Tue Jul 19 19:12:22 PDT 2005

Greg Lindahl wrote:
> interconnects, you'll note that many of them get a much worse random
> ring latency than ordinary ping-pong.

Nope. It's worse because:
* they use much larger clusters: when the size of the cluster increases, 
the number of hops increases, thus the worst case latency increases. 16 
nodes is a tiny cluster with just one hop worst case.
* they use older hardware: 2.6 GHz Opterons are not very old.
* they use older drivers: because customers have other things to do that 
running benchmark on carefuly crafted environment with carefuly 
optimized driver/lib.

> Second, I have a question about Myrinet MX performance. Myricom has
> better things to do than answer my performance queries (no surprise,

No. Myricom answered your query, not the way you wanted but we replied 
to you (same day).

> every company prefers to answer customer queries first).  With GM,
> Myricom published the raw output from the Pallas benchmark, and that
> was very useful for doing comparisons. With MX, Myricom hasn't

That was very useful for competitors to publish bogus data comparaison 
on differents configuration (different hardware, different software). 
That's why we stopped to publish the raw data.

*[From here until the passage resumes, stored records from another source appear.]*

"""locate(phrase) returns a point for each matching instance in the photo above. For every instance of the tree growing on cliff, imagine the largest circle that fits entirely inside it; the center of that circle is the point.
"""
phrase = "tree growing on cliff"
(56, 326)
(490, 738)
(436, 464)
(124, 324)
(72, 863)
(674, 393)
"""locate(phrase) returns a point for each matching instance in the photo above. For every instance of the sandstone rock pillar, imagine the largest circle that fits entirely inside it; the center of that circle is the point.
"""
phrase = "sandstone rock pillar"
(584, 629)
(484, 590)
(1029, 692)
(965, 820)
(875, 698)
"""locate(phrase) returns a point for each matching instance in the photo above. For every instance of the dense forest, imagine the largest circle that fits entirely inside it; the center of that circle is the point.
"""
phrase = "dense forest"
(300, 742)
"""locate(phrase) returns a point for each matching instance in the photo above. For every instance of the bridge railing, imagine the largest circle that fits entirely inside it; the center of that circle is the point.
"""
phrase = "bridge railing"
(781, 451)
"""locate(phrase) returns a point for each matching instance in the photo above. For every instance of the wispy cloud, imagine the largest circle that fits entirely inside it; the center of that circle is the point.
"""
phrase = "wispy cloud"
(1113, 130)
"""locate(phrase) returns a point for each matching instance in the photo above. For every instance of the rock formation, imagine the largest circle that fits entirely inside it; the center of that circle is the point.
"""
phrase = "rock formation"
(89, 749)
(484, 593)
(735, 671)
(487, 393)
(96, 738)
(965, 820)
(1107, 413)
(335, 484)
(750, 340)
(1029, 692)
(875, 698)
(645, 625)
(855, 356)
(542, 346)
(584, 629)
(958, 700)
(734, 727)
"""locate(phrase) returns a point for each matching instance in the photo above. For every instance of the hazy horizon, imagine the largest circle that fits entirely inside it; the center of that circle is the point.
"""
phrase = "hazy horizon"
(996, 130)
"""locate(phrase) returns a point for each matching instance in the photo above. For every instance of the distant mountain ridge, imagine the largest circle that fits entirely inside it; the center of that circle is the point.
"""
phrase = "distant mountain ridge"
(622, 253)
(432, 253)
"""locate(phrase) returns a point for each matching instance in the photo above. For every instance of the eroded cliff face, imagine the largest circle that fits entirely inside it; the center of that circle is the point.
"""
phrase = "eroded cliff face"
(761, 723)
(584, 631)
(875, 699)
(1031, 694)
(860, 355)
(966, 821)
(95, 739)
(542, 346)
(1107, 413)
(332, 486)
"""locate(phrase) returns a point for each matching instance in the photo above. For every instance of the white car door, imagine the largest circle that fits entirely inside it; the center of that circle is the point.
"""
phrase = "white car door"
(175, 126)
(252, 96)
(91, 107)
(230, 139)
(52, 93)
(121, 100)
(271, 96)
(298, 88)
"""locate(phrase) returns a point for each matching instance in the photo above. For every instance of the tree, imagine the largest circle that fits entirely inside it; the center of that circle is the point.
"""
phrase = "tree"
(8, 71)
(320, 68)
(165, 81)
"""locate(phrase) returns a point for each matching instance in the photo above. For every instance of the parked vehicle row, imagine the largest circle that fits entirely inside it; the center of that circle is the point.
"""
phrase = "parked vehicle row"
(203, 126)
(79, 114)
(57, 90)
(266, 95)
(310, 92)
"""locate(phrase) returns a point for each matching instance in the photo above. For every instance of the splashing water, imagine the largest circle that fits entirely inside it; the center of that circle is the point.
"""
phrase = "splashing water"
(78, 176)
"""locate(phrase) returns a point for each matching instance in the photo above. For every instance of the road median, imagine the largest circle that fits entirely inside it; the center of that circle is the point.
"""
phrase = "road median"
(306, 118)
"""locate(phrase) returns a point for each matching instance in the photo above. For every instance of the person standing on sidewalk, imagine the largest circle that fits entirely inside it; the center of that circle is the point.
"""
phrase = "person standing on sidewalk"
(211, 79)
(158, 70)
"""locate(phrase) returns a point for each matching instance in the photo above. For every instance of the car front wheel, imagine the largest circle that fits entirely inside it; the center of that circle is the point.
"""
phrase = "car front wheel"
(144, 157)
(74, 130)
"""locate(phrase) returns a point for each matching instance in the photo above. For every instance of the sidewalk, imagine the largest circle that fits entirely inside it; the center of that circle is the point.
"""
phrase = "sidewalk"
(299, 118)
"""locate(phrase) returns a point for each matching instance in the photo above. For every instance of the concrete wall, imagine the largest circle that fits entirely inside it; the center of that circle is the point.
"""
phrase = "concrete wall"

By the way, could you point me to the raw performance data on the 
pathscale web pages ?

> published the raw data, but they did publish graphs. The claimed
> 0-byte latency is 2.6 usec, with no explanation of what benchmark was
> used. The graph at:

 From the page: "Performance data is presented for the Pallas MPI 
Benchmark Suite, Version 2.2". It's in bold, but maybe we should write 
in red, blinking...

> MB/s. That corresponds to a 3.1 to 3.4 usec 0-byte bandwidth. The
> bandwidth for 64 bytes and 128 bytes seem to support this number, too.
> 
> So, the question is, am I full of it? Wait, don't answer that! The

Full of what ? I can think about a few things...

Anyway, the cluster I ran Pallas on had a 0-byte MPI latency of 2.9 us. 
Why ? Because it's a production cluster, deployed over a year ago, with 
1.4 GHz Opteron CPUs (compare that with your 2.6 GHz).

> question is, can someone using MX please run Pallas pingpong and
> publish the raw chart?

And please don't forget to turn write combining (WC) on.

Patrick
-- 

Patrick Geoffray
Myricom, Inc.
http://www.myri.com